As this technology has the full backing of the Bill & Melinda Gates Foundation, it is not facing any resource shortages and will be tested throughout 2012 in Senegal. In a related development, mobile passive cooling rolling containers can now store 100-1,000l of vaccines, as opposed to the 19l boxes that had been commonly used.
"They’re much more compact for large quantities of vaccines than the small boxes, which means they allow more additional supplies such as drugs to travel with the vaccines," says Lloyd. "This is an example of a technology that isn’t new – it’s been used for cooling fruit and keeping meals hot in factories."
Optimize is also looking at moving vaccines at a local level with the use of phase-change materials in transport containers.
"These are very much the future of passive cooling in the cold chain," Lloyd notes. "They change at 5°C so they’re not capable of freezing vaccines, which is excellent.

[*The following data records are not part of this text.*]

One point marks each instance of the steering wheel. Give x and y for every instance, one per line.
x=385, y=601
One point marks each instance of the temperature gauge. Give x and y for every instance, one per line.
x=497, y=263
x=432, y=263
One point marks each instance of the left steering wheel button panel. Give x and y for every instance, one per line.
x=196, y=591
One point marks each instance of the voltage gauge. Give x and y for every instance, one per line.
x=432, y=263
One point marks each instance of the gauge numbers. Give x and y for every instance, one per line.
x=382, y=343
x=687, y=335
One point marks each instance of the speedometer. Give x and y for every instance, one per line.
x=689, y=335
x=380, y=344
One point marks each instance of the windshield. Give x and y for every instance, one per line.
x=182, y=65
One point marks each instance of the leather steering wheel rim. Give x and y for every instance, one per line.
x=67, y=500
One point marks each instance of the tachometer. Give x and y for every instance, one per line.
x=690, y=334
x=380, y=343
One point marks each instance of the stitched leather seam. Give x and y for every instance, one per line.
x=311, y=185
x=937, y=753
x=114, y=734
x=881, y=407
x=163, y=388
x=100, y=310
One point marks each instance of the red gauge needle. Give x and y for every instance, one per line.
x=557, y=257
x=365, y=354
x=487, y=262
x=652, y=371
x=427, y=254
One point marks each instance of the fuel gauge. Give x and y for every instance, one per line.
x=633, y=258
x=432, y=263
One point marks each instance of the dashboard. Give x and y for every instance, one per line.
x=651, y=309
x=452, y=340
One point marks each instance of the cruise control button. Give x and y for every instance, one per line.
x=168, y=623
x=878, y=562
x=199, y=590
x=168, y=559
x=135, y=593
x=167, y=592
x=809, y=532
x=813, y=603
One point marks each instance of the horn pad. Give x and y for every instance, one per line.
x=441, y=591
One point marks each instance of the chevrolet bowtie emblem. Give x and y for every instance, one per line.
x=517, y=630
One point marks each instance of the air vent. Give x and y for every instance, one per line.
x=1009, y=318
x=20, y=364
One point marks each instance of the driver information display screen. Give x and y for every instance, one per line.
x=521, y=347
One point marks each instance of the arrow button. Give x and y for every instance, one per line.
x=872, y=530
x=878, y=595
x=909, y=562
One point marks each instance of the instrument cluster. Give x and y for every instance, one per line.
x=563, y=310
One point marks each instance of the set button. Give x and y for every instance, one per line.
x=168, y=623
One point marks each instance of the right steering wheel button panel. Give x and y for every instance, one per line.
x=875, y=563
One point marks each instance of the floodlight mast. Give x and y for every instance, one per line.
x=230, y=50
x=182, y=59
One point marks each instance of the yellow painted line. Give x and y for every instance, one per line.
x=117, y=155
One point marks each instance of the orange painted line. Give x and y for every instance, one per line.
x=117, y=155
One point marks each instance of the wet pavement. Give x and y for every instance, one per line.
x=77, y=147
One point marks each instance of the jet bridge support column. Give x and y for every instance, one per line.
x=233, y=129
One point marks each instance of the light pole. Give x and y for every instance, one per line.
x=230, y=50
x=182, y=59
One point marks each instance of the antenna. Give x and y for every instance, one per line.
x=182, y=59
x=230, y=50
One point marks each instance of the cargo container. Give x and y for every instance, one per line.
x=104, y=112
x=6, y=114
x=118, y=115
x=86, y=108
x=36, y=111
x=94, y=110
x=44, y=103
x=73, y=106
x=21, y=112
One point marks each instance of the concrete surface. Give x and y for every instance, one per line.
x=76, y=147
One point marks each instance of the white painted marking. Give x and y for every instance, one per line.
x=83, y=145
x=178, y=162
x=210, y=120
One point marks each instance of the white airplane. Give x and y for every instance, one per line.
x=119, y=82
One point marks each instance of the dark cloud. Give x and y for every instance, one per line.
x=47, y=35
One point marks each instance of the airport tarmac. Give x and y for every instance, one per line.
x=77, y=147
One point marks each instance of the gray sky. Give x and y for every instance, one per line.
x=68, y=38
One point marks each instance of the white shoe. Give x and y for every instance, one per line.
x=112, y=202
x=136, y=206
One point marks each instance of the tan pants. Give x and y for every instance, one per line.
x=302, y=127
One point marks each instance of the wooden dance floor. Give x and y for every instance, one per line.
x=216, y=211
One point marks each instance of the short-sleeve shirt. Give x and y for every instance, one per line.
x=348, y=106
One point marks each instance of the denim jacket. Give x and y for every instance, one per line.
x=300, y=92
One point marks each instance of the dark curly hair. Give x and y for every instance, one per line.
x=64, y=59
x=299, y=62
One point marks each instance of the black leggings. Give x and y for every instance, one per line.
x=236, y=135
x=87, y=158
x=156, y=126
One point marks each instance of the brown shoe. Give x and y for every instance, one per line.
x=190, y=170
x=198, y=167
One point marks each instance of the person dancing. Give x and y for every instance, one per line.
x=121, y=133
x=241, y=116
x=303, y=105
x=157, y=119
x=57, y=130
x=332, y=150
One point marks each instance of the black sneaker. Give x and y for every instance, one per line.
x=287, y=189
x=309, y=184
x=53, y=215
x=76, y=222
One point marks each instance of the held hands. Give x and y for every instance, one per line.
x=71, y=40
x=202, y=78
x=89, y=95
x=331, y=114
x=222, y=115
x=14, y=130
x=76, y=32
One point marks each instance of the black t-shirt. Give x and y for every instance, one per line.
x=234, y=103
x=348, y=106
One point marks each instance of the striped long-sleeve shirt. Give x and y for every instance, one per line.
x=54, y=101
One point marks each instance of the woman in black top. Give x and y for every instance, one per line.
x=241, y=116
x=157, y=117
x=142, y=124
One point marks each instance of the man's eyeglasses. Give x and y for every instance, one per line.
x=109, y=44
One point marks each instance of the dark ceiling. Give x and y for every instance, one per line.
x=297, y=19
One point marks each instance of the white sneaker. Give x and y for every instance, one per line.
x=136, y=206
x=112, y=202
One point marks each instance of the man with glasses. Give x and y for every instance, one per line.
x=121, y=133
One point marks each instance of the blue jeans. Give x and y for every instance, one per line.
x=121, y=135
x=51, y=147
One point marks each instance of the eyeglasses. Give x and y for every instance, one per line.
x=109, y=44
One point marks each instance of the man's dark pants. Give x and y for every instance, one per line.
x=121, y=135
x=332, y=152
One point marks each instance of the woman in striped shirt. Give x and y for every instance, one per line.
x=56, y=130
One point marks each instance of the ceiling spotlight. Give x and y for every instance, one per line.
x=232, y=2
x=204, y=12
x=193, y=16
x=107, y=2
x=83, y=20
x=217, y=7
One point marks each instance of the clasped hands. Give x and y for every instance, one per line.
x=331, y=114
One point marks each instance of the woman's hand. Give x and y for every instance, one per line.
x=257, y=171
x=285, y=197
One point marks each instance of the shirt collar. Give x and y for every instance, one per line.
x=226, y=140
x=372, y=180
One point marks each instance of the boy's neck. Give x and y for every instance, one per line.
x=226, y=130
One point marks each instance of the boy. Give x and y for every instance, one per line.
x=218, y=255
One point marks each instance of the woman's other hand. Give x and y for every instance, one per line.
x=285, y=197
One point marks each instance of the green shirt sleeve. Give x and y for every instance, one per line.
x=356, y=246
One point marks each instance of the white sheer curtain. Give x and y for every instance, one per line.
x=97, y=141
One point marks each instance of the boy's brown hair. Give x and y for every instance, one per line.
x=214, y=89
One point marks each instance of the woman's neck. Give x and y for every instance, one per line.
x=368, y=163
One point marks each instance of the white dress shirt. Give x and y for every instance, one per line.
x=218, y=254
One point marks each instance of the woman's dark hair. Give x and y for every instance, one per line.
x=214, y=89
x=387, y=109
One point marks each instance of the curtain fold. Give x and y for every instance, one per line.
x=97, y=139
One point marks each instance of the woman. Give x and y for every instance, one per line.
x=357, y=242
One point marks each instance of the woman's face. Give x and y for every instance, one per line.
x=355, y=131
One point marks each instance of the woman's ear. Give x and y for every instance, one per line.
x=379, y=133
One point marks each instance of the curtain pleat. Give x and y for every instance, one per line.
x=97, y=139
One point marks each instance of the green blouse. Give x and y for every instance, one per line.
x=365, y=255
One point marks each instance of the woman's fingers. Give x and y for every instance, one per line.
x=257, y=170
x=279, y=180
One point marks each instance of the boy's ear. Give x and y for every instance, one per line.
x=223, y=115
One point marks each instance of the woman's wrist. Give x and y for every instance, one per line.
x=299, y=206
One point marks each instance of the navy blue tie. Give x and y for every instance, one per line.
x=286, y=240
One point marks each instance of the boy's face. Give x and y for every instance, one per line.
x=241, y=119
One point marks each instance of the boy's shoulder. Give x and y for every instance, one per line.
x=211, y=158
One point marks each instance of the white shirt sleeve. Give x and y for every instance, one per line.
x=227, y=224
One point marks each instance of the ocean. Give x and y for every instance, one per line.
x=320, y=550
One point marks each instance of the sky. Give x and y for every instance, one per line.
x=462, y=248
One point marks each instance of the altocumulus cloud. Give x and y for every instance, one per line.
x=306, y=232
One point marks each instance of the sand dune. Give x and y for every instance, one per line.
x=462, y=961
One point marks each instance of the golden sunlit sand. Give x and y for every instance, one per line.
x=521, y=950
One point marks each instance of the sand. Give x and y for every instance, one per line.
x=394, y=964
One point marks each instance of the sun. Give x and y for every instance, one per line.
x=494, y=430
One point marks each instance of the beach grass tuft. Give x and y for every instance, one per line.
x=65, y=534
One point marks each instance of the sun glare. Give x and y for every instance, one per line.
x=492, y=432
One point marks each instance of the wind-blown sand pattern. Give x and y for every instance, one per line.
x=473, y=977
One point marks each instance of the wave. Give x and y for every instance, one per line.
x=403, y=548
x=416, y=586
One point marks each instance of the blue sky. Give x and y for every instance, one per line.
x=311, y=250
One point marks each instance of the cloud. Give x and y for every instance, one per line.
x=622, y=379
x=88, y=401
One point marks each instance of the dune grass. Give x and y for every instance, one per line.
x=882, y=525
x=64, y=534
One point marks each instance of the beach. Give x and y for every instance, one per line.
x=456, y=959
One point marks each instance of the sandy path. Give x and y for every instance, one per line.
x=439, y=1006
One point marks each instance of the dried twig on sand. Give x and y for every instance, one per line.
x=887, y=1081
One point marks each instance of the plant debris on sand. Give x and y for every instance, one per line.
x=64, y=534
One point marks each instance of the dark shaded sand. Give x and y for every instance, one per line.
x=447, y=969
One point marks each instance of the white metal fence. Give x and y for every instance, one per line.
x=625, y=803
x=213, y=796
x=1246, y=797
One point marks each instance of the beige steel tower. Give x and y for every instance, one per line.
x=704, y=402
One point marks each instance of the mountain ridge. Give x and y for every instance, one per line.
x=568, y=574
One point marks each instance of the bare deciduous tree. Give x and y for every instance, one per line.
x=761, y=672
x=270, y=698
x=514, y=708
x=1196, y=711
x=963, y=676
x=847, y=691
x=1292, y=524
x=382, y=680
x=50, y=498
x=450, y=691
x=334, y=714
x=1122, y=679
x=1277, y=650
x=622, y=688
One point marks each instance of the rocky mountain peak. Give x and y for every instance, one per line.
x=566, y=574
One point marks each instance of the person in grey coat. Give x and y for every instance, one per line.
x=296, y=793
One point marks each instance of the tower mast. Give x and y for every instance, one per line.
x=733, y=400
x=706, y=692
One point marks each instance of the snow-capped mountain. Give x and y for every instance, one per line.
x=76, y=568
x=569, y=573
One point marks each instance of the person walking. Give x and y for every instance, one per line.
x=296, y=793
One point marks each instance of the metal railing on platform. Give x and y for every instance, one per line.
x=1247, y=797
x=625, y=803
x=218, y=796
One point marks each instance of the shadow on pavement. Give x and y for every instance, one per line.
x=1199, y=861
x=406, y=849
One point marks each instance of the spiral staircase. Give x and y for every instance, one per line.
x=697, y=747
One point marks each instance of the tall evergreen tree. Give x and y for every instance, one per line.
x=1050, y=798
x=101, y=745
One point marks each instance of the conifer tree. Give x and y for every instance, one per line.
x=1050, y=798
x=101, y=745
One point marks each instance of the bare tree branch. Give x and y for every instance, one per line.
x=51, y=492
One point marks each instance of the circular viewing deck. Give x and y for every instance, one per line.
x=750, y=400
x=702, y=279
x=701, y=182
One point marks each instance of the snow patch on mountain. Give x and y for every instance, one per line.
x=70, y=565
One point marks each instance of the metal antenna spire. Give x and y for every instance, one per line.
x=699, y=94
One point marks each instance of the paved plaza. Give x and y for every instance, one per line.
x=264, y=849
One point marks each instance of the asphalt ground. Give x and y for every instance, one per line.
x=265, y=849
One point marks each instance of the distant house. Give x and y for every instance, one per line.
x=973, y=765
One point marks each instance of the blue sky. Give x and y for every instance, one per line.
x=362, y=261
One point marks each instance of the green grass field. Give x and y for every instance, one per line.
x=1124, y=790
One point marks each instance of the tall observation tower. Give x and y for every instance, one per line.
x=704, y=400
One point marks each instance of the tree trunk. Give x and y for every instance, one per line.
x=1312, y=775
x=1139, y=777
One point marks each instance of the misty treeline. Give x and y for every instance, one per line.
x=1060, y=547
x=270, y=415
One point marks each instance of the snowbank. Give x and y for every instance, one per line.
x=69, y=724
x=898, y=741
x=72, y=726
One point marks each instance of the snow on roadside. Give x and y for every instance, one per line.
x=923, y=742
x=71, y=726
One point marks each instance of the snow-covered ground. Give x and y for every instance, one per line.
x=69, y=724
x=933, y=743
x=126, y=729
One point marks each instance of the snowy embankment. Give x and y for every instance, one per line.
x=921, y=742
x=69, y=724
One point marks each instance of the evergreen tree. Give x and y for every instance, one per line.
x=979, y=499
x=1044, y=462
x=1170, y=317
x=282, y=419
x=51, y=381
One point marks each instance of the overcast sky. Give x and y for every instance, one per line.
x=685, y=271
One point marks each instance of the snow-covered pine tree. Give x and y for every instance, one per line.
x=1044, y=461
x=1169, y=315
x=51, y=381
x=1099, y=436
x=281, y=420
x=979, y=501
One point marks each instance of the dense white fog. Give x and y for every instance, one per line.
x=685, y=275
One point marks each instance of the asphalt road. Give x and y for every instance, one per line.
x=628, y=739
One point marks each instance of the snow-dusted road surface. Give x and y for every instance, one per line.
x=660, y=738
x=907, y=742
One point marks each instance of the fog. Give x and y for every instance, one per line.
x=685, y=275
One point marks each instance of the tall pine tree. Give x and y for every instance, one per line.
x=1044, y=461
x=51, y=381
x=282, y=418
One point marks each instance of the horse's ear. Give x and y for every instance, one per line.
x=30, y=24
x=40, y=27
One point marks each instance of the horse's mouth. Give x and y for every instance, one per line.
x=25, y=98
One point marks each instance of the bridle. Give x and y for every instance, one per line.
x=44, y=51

We’re also looking at the possibility of using these packs to stabilise the temperature in domestic fridges, which are widely used in developing countries to store vaccines."
Lloyd is keen to mention super-long life ice-lined refrigerators. "This is going to be a tremendous technology," he says. "The latest development in ice-lined refrigerators can survive on just four hours of electricity in 24. It has continuous stable running and the cooling is passive most of the time."
Unfortunately, this cooling equipment is mainly produced in the developed world and is expensive compared with the domestic refrigerators that many healthcare facilities are making do with.
From zero to hero
The concept of net zero energy means that taking into account the energy generated and the energy used, zero energy is actually consumed, and a question increasingly being asked by Project Optimize is: "Can we pay for the electricity in the stores, including refrigerators, computers and lighting, as well as the energy used for transporting vaccines, through the use of solar energy?"
Fuel-guzzling four-wheel drives and diesel vehicles are widely used to distribute vaccines across developing countries, so the team at Project Optimize decided to replace 82% of these with the best of the electric delivery vehicles coming off the European production lines.
"It’s an exciting idea, but it’s a little bit compromised in two areas: the state of development of electric vehicles and the state of the buildings in the countries," says Lloyd. "We’re crossing our fingers that the vehicles are big enough for our purpose and we’re aiming to eventually have architecturally designed standardised stores to minimise the amount of energy used in the buildings. We will then be able to achieve some quite important economies."
Getting the word out
Each technology or system covered here is years away from widespread implementation. This is for two key reasons, according to Lloyd. One – there is no global database describing the market for cold chain equipment, meaning it is difficult to access venture capital funding. And two – managers in developing countries are not educated enough to navigate between the many options available. These barriers need to be overcome if any of the programmes mentioned in this article are to be successfully scaled up.
"We’re partly involved in this [with the project’s ‘getting the message out’ set of activities], but we’re also planning to set up a grant system within the Gates Foundation in the US to tackle some of the things we haven’t been able to tackle directly within the Optimize project," he explains.
"It’s one thing to have a vision and it’s another thing to have an innovative idea. But it’s quite another thing altogether to have a vision, an innovative idea and an idea of how the vision can be realised."
With the vision such a valuable one, the important thing at this point is to get as many stakeholders on board as possible, so that the delivery systems associated with vaccines can reach the standards of the vaccines themselves and increase global immunisation rates to a level the industry can be proud of.